Desde el inicio conocimos las distintas rutas que se habían planteado para la negociación del acuerdo comercial con Estados Unidos y Canadá. Esa información se hizo pública cuando se mostraron los escenarios posibles para concretar el T-MEC. Uno de ellos, ahora ya en marcha, consiste en mantener el tratado vigente hasta 2036. Con esa alternativa sobre la mesa, es evidente que existen ventajas significativas que algunos actores han intentado minimizar. La oposición, por ejemplo, difundió mensajes confusos en medios de comunicación para presentar la decisión como un revés para la presidenta y para quienes conducen esta etapa. Sin embargo, esa narrativa no ha generado efectos internos, sobre todo porque conocemos los detalles que la propia presidenta expuso públicamente.
Antes de que todo esto ocurriera, Marcelo Ebrard delineó varias rutas posibles para el futuro del tratado. Cada una implicaba ajustes técnicos o modificaciones estratégicas en los tiempos de vigencia. El Departamento de Comercio de Estados Unidos, por su parte, se inclinó por una revisión anual que, analizada con detenimiento, permitirá evaluar de manera continua los aspectos esenciales del acuerdo. Ese esquema marcará la pauta para anticipar las reuniones de alto nivel y dará margen para flexibilizar posiciones en beneficio del país. Una ventaja clave es que México no enfrenta política arancelaria en más del 85 % de los productos que cruzan la frontera. Nuestra industria, consciente de ello, trabaja para preservar esas condiciones y mantener la competitividad sin cargas impositivas.
En esta fase determinante, sobran razones para insistir en la búsqueda de consensos. Esta semana se desarrolla la tercera ronda oficial para revisar elementos técnicos y operativos, especialmente ahora que las cadenas de suministro atraviesan un momento crucial.
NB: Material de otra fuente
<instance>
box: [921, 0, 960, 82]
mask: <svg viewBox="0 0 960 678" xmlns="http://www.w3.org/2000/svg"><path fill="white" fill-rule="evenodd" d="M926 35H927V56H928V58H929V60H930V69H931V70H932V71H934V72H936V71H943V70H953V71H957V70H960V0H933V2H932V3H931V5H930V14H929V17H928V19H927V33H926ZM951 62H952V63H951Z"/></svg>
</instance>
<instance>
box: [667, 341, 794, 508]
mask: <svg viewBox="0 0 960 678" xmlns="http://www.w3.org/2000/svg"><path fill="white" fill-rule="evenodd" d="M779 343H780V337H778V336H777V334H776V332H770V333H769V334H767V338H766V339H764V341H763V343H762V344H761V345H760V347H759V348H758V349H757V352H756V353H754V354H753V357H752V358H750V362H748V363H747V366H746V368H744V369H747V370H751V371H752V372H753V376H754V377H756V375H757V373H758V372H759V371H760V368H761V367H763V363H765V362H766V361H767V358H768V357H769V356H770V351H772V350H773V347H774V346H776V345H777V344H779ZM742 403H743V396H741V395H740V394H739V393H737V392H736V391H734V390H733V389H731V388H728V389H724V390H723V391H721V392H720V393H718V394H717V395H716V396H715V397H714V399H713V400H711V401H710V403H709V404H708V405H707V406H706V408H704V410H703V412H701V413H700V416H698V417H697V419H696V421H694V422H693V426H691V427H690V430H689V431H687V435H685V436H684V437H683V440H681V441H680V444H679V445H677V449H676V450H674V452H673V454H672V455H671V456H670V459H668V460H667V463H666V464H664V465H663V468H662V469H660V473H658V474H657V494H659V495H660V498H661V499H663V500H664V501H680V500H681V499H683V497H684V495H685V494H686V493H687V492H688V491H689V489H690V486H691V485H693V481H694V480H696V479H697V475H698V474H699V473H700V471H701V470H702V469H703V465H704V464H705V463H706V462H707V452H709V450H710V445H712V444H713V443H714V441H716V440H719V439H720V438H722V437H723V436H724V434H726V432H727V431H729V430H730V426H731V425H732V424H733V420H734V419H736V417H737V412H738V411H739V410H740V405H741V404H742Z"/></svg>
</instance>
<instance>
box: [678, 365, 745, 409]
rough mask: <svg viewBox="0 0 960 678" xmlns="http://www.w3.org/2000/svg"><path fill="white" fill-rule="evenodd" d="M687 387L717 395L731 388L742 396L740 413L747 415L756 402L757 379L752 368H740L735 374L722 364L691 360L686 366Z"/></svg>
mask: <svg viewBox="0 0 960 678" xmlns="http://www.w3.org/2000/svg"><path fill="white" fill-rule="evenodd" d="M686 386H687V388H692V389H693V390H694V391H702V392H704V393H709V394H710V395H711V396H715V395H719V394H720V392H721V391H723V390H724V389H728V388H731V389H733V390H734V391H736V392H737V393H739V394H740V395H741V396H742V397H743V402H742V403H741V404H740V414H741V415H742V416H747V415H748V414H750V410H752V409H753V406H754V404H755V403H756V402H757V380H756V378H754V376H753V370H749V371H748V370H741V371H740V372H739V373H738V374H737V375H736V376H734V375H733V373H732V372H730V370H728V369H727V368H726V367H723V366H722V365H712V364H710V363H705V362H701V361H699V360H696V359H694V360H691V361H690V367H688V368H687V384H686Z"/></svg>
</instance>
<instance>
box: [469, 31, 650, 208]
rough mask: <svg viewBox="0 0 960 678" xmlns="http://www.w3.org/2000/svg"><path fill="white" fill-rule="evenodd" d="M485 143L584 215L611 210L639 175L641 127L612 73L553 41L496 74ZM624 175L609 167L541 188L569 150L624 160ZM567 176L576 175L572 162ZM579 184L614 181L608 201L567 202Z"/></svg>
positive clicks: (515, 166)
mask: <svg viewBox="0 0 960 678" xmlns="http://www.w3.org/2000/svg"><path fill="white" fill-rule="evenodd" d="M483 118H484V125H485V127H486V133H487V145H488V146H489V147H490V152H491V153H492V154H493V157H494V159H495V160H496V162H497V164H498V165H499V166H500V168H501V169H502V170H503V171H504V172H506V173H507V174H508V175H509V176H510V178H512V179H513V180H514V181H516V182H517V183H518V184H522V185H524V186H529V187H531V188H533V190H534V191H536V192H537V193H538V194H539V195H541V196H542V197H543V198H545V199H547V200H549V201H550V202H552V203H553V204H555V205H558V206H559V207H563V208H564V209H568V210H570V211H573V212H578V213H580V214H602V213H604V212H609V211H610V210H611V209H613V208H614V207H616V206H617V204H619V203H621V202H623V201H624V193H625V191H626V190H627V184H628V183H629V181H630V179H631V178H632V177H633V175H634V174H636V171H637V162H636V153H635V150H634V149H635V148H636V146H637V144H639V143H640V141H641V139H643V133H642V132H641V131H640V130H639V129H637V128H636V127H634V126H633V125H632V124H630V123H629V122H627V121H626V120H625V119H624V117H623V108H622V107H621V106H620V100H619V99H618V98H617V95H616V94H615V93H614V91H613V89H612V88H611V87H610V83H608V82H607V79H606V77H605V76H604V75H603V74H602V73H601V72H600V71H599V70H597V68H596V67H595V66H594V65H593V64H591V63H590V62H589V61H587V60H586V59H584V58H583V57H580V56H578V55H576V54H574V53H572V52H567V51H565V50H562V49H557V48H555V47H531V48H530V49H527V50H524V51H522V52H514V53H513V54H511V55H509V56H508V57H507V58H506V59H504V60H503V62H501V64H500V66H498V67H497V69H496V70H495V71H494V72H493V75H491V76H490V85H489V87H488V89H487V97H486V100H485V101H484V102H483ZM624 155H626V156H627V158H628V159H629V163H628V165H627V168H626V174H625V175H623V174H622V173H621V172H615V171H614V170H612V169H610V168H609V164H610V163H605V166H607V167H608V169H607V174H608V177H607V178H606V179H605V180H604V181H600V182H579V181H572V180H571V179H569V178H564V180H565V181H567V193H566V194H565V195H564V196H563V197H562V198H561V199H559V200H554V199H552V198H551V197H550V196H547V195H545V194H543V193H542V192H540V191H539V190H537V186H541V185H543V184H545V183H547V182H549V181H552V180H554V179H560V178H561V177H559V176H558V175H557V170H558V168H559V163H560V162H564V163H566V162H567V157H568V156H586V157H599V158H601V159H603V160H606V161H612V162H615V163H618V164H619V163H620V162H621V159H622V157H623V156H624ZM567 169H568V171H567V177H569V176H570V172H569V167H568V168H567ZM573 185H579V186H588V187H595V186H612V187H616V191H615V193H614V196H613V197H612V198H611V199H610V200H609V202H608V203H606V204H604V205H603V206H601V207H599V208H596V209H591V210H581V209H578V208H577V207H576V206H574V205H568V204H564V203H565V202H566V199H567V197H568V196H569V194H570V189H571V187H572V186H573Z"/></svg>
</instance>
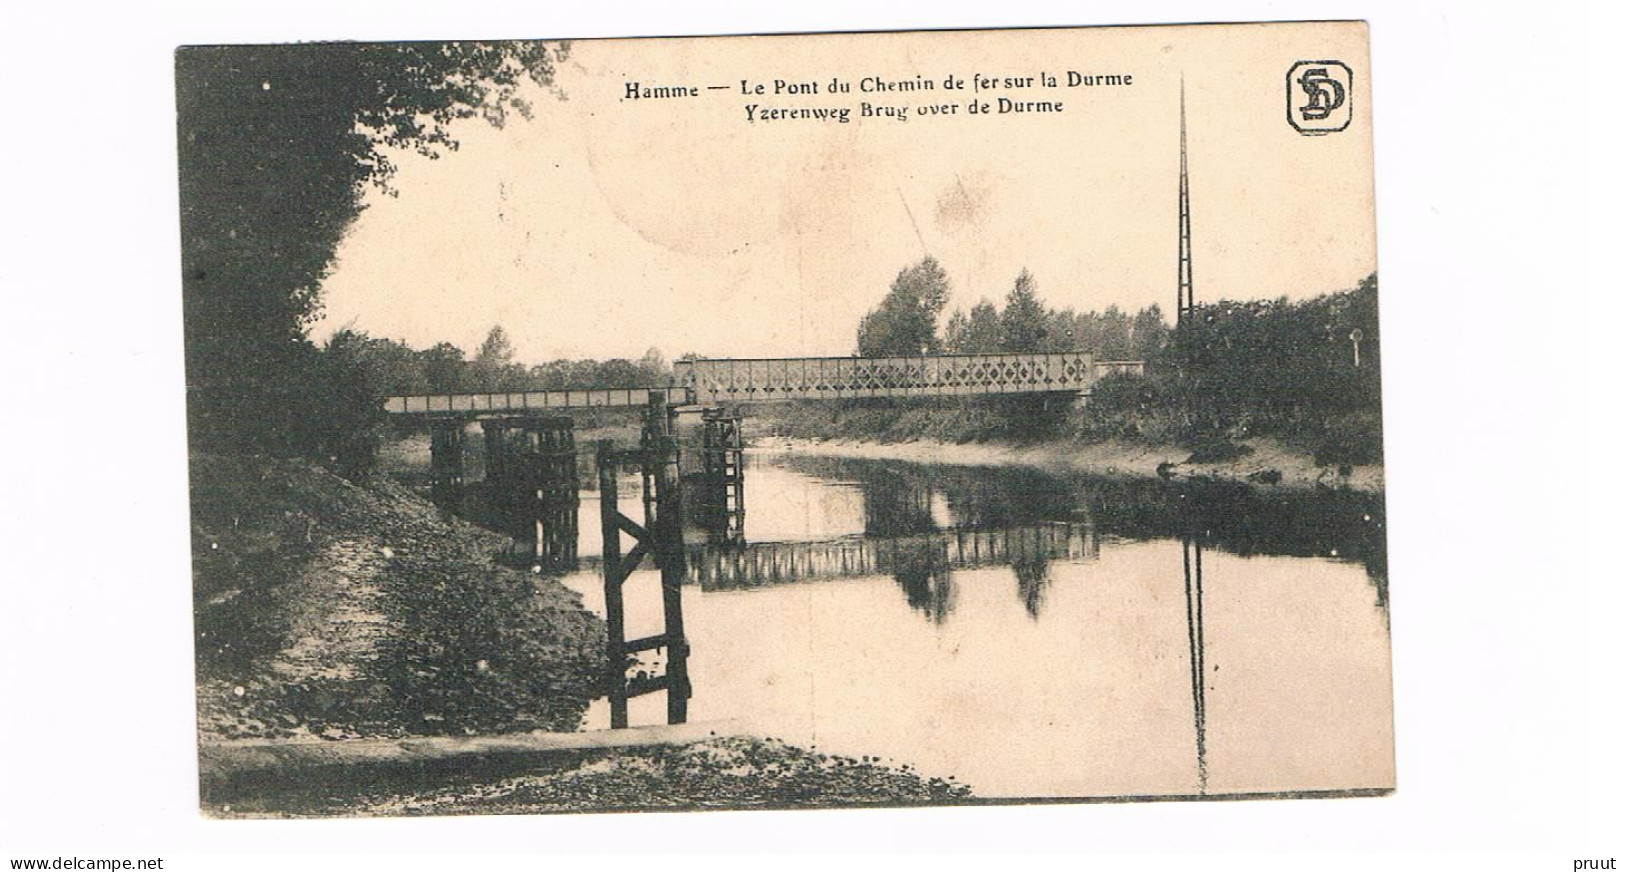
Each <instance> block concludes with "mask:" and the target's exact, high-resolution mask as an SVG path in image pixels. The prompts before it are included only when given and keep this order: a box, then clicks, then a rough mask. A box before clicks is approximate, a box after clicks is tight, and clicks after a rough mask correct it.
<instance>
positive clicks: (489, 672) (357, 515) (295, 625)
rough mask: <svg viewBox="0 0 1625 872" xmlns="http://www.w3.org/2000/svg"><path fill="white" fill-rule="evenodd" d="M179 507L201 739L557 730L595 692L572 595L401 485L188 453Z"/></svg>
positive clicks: (247, 459)
mask: <svg viewBox="0 0 1625 872" xmlns="http://www.w3.org/2000/svg"><path fill="white" fill-rule="evenodd" d="M192 503H193V505H192V510H193V516H192V537H193V541H192V550H193V591H195V593H193V596H195V601H193V607H195V632H197V669H198V731H200V739H202V740H203V742H208V740H219V739H239V737H267V739H297V737H310V736H320V737H327V739H346V737H361V736H440V734H444V736H460V734H476V732H500V731H526V729H546V731H570V729H577V727H578V726H580V718H582V713H583V711H585V708H587V701H588V700H590V698H591V697H593V695H596V692H598V682H600V679H601V676H603V624H601V622H600V620H598V617H595V615H593V614H590V612H587V611H585V609H583V607H582V604H580V598H578V596H577V594H575V593H572V591H569V589H565V588H564V586H562V585H559V583H557V581H554V580H551V578H539V576H533V575H530V573H525V572H520V570H512V568H505V567H500V565H497V563H496V562H494V560H492V557H494V554H496V552H497V550H499V549H500V547H502V546H504V542H505V541H504V539H502V537H499V536H496V534H491V533H487V531H483V529H479V528H476V526H473V524H468V523H465V521H460V520H457V518H453V516H448V515H445V513H442V512H439V510H437V508H436V507H434V505H432V503H429V502H426V500H423V499H419V497H416V495H414V494H411V492H408V490H406V489H405V487H401V486H398V484H393V482H390V481H387V479H380V481H369V482H366V484H353V482H349V481H346V479H343V477H338V476H335V474H332V473H328V471H325V469H322V468H320V466H315V464H312V463H306V461H291V460H268V458H258V456H226V455H195V456H193V461H192Z"/></svg>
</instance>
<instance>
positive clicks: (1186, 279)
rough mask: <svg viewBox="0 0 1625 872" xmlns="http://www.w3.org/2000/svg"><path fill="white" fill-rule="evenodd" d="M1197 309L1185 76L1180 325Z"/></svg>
mask: <svg viewBox="0 0 1625 872" xmlns="http://www.w3.org/2000/svg"><path fill="white" fill-rule="evenodd" d="M1194 309H1196V297H1194V294H1193V291H1191V177H1189V169H1188V166H1186V149H1185V76H1180V299H1178V309H1176V313H1178V323H1185V318H1186V315H1189V313H1191V312H1193V310H1194Z"/></svg>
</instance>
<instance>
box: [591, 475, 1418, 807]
mask: <svg viewBox="0 0 1625 872" xmlns="http://www.w3.org/2000/svg"><path fill="white" fill-rule="evenodd" d="M749 476H751V489H749V495H747V499H749V515H747V526H746V534H747V536H749V539H747V542H733V544H728V546H717V544H708V542H707V539H705V536H704V534H695V537H692V539H689V546H687V585H686V586H684V591H682V599H684V611H686V619H687V628H689V640H691V646H692V654H691V661H689V667H691V676H692V682H694V687H695V695H694V698H692V701H691V716H692V718H694V719H708V718H734V719H744V721H746V724H749V726H751V727H752V729H756V731H757V732H764V734H770V736H778V737H783V739H786V740H791V742H798V744H804V745H817V747H819V750H830V752H837V753H851V755H881V757H886V758H890V760H894V762H899V763H910V765H913V766H916V768H920V770H921V771H926V773H928V775H944V776H946V775H954V776H957V778H960V779H962V781H965V783H968V784H970V786H972V788H973V789H975V791H977V792H978V794H981V796H1103V794H1227V792H1254V791H1287V789H1344V788H1373V786H1386V784H1391V779H1393V752H1391V710H1389V689H1388V627H1386V602H1388V594H1386V562H1384V559H1383V547H1381V520H1383V515H1381V499H1380V497H1365V495H1354V494H1303V495H1264V494H1258V492H1250V490H1246V489H1235V487H1225V486H1215V487H1175V486H1170V484H1167V482H1105V481H1090V479H1081V477H1051V476H1042V474H1037V473H1006V471H996V469H960V468H923V466H910V464H897V463H873V461H845V460H829V458H808V456H785V455H780V456H754V458H751V468H749ZM583 510H585V512H593V513H595V512H596V508H595V507H583ZM588 547H590V542H587V541H583V549H582V550H583V552H587V550H588ZM591 550H596V549H591ZM567 583H569V585H572V586H574V588H575V589H578V591H582V593H583V596H585V598H587V602H588V606H590V607H601V604H600V602H598V598H600V591H598V588H600V581H598V578H596V560H595V559H591V557H587V559H583V565H582V572H578V573H575V575H572V576H569V578H567ZM1373 586H1375V591H1373ZM652 602H653V601H652ZM648 620H650V625H648V627H647V630H650V632H653V630H655V628H656V627H655V625H653V620H655V619H653V617H648ZM627 630H629V633H630V635H639V633H642V632H643V630H645V628H640V627H637V620H635V615H629V628H627ZM1035 664H1037V666H1035ZM1220 676H1222V677H1224V680H1219V679H1220ZM630 714H632V723H634V724H637V723H660V721H661V711H660V710H658V705H653V706H650V708H647V710H639V700H634V708H632V713H630ZM604 721H606V713H604V711H603V710H601V703H600V705H596V706H595V710H593V711H590V714H588V723H590V726H604Z"/></svg>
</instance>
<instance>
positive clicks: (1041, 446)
mask: <svg viewBox="0 0 1625 872" xmlns="http://www.w3.org/2000/svg"><path fill="white" fill-rule="evenodd" d="M751 445H752V447H754V448H759V450H785V451H799V453H806V455H827V456H848V458H869V460H897V461H907V463H941V464H949V466H1029V468H1035V469H1045V471H1058V473H1081V474H1089V476H1100V477H1108V479H1134V477H1162V479H1211V481H1233V482H1245V484H1250V486H1254V487H1261V489H1266V490H1267V489H1284V490H1308V489H1321V487H1332V489H1345V490H1355V492H1362V494H1380V492H1381V490H1383V487H1384V481H1383V468H1381V466H1380V464H1362V466H1316V464H1315V458H1311V456H1310V455H1306V453H1302V451H1293V450H1290V448H1287V447H1284V445H1280V443H1279V442H1274V440H1269V438H1248V440H1240V442H1237V443H1235V445H1237V447H1238V448H1240V451H1230V455H1232V456H1227V458H1224V460H1201V458H1194V460H1193V455H1191V451H1189V450H1188V448H1176V447H1172V445H1146V443H1128V442H1076V440H1055V442H1030V443H1014V442H993V440H990V442H965V443H952V442H939V440H929V438H916V440H908V442H869V440H856V438H790V437H756V438H752V440H751Z"/></svg>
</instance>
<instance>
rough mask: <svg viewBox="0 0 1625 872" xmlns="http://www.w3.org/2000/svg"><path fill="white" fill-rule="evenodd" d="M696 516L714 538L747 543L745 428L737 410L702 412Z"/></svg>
mask: <svg viewBox="0 0 1625 872" xmlns="http://www.w3.org/2000/svg"><path fill="white" fill-rule="evenodd" d="M700 422H702V435H700V479H699V486H700V487H699V499H697V500H695V503H697V505H695V515H697V520H699V523H700V526H704V528H705V531H707V533H708V534H710V536H712V539H713V541H718V542H725V544H741V542H744V430H743V427H741V416H739V412H738V411H731V412H730V411H726V409H702V411H700Z"/></svg>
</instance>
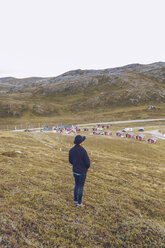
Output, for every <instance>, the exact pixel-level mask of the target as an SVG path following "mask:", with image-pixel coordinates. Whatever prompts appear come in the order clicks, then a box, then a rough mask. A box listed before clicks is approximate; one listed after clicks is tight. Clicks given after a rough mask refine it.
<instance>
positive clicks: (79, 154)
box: [69, 145, 90, 174]
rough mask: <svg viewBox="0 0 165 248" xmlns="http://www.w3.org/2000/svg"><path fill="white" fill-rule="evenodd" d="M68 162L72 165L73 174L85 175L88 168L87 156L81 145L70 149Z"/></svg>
mask: <svg viewBox="0 0 165 248" xmlns="http://www.w3.org/2000/svg"><path fill="white" fill-rule="evenodd" d="M69 162H70V163H71V164H72V165H73V172H75V173H78V174H85V173H87V170H88V168H89V167H90V160H89V157H88V154H87V152H86V150H85V149H84V148H83V147H82V146H81V145H75V146H74V147H72V148H71V149H70V151H69Z"/></svg>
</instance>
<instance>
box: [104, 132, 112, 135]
mask: <svg viewBox="0 0 165 248" xmlns="http://www.w3.org/2000/svg"><path fill="white" fill-rule="evenodd" d="M104 135H110V136H112V131H107V132H104Z"/></svg>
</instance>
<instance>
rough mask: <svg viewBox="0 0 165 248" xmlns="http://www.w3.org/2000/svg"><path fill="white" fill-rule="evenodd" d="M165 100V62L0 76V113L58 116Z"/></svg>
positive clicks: (89, 111)
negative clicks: (105, 68)
mask: <svg viewBox="0 0 165 248" xmlns="http://www.w3.org/2000/svg"><path fill="white" fill-rule="evenodd" d="M162 103H163V104H164V103H165V62H157V63H152V64H148V65H143V64H130V65H125V66H122V67H116V68H110V69H103V70H81V69H77V70H72V71H68V72H65V73H63V74H61V75H59V76H56V77H46V78H43V77H30V78H24V79H17V78H13V77H7V78H0V117H12V116H13V117H22V116H24V114H25V113H27V112H28V113H29V114H30V115H31V116H43V117H44V116H49V115H50V116H57V115H64V114H65V113H70V114H77V113H79V112H84V111H89V112H91V113H92V112H93V111H96V109H97V111H101V112H102V111H105V110H109V111H110V110H112V109H114V108H120V107H136V106H143V105H146V104H156V105H159V104H162Z"/></svg>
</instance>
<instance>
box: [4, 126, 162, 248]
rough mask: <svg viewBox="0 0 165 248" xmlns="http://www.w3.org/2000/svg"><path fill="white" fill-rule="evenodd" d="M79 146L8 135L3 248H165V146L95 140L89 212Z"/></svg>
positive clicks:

Hay dinamismo, expectativas y confianza en que el proceso avance en la dirección correcta. Contamos con un equipo experimentado, capaz de cerrar acuerdos y fortalecer la relación diplomática que ha sido el vehículo para llegar a este punto. Con ideas claras y una estrategia serena —como ha pedido la presidenta— México ha logrado ampliar la presencia de sus productos en el mercado estadounidense, incrementando las exportaciones.
Ebrard, con la experiencia acumulada en la conducción de una agenda internacional compleja, ha logrado mantener un equilibrio que genera confianza en la mesa tripartita. Esta semana afinó detalles con especialistas de alto nivel que han sido clave en las rondas de revisión técnica. Con ese respaldo, se espera aprovechar el momento para concretar un acuerdo histórico que permita llegar fortalecidos a la revisión anual acordada dentro del T-MEC. Por ello, el tema ha recibido amplia cobertura mediática, especialmente ahora que México defiende con firmeza los intereses de una economía consolidada entre las diez más importantes del mundo. En estos días se observarán ajustes relevantes que merecen atención.
En síntesis, esta semana se desarrollan encuentros en los que se ha privilegiado el diálogo constante entre las autoridades mexicanas y la delegación que representa al país de Estados Unidos. Han sido jornadas extensas, con conversaciones prolongadas para sostener el equilibrio que ha permitido consolidar un tratado comercial que es pieza central de la estructura económica nacional. La presidenta cuenta con un equipo multidisciplinario que se ha fortalecido con el paso de los días. Tras reducir tensiones, México se apoya nuevamente en la capacidad de Marcelo Ebrard, quien salió a escena para reafirmar la posición del país y proyectar con firmeza su presencia en el ámbito internacional.
Notas finales
En los próximos días, la presidenta de México hará una visita a Morelos, uno de los territorios que ha mostrado mayor avance gracias al proyecto integral impulsado por Margarita González Saravia. La gobernadora, en coordinación estrecha con Sheinbaum, ha logrado consolidar condiciones de estabilidad y tranquilidad, un objetivo que la ciudadanía ha colocado como prioridad central para que reine la paz.